Selon les accords d’Oslo, les négociations sur les questions fondamentales – frontières, Jérusalem, réfugiés, colonies, etc. – devaient commencer en 1994 et se conclure par un traité de paix durable au bout de cinq années.
Les négociations ne se sont pas achevées en 1999, parce qu’elles n’ont jamais commencé.
Pourquoi ? C’est très simple : à défaut d’un véritable accord final, le conflit s’est poursuivi dans toute sa violence. Israël a créé des colonies à un rythme frénétique, de façon à créer des “faits-accomplis sur le terrain” avant l’ouverture de réelles négociations. Les Palestiniens se livrèrent à de violentes attaques, pour inciter les Israéliens à s’en aller plus rapidement, convaincus qu’“Israël ne comprend que le langage de la force”.
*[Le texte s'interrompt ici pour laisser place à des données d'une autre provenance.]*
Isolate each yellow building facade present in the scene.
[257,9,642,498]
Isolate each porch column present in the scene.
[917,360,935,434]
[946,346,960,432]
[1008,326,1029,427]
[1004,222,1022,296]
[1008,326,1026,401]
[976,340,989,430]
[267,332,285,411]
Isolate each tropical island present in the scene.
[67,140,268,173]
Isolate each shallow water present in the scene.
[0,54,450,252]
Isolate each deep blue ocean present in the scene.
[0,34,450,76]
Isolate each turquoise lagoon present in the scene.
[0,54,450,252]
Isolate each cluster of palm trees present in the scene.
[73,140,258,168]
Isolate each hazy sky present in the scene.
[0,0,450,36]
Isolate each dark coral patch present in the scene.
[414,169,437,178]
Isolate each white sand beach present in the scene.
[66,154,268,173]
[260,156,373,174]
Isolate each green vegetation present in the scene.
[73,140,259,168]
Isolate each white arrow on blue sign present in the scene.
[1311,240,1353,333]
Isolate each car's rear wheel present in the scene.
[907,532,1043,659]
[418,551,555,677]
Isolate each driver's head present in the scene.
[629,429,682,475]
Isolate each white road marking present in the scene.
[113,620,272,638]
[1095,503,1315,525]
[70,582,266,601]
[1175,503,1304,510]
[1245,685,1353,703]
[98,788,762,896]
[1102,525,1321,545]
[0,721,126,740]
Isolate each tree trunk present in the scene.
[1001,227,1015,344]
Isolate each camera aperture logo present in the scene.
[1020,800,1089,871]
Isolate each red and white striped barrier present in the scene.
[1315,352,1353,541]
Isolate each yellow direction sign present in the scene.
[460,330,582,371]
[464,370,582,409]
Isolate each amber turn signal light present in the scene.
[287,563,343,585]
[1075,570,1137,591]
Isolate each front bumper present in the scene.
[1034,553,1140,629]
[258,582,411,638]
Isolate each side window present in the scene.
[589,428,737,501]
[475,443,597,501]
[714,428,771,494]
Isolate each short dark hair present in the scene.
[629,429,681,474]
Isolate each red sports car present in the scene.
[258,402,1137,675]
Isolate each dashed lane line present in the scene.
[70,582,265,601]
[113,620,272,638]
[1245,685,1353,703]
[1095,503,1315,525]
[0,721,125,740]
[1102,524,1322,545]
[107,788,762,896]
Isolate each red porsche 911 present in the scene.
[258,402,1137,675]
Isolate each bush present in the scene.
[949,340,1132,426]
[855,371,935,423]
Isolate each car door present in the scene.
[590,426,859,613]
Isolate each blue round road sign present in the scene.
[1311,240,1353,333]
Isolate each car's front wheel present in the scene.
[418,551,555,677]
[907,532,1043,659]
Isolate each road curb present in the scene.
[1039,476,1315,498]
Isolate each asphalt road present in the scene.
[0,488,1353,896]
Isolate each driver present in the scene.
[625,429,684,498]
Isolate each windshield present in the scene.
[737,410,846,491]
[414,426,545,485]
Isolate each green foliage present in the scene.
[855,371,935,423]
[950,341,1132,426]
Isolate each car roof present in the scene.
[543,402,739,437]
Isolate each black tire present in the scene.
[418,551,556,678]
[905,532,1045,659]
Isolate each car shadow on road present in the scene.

Le diable qui – c’est bien connu – réside dans les détails, se vengea de ceux qui avaient différé la décision sur les détails. Chaque détail se transforma en un terrain miné sur le chemin de la paix.
C’est dans la nature de l’accord cadre : il permet de renégocier sans fin chaque détail, en recommençant chaque fois depuis le début. Les négociateurs israéliens ont exploité cette possibilité à fond : chaque “concession” israélienne était monnayée encore et encore au cours des négociations successives. D’abord dans le cadre des négociations sur la “Déclaration de Principes”, puis au cours des négociations d’accords provisoires. Et nous les vendrons de nouveau, c’est certain, une troisième, quatrième et cinquième fois au cours de négociations en vue d’accords définitifs. Chaque fois à un prix élevé.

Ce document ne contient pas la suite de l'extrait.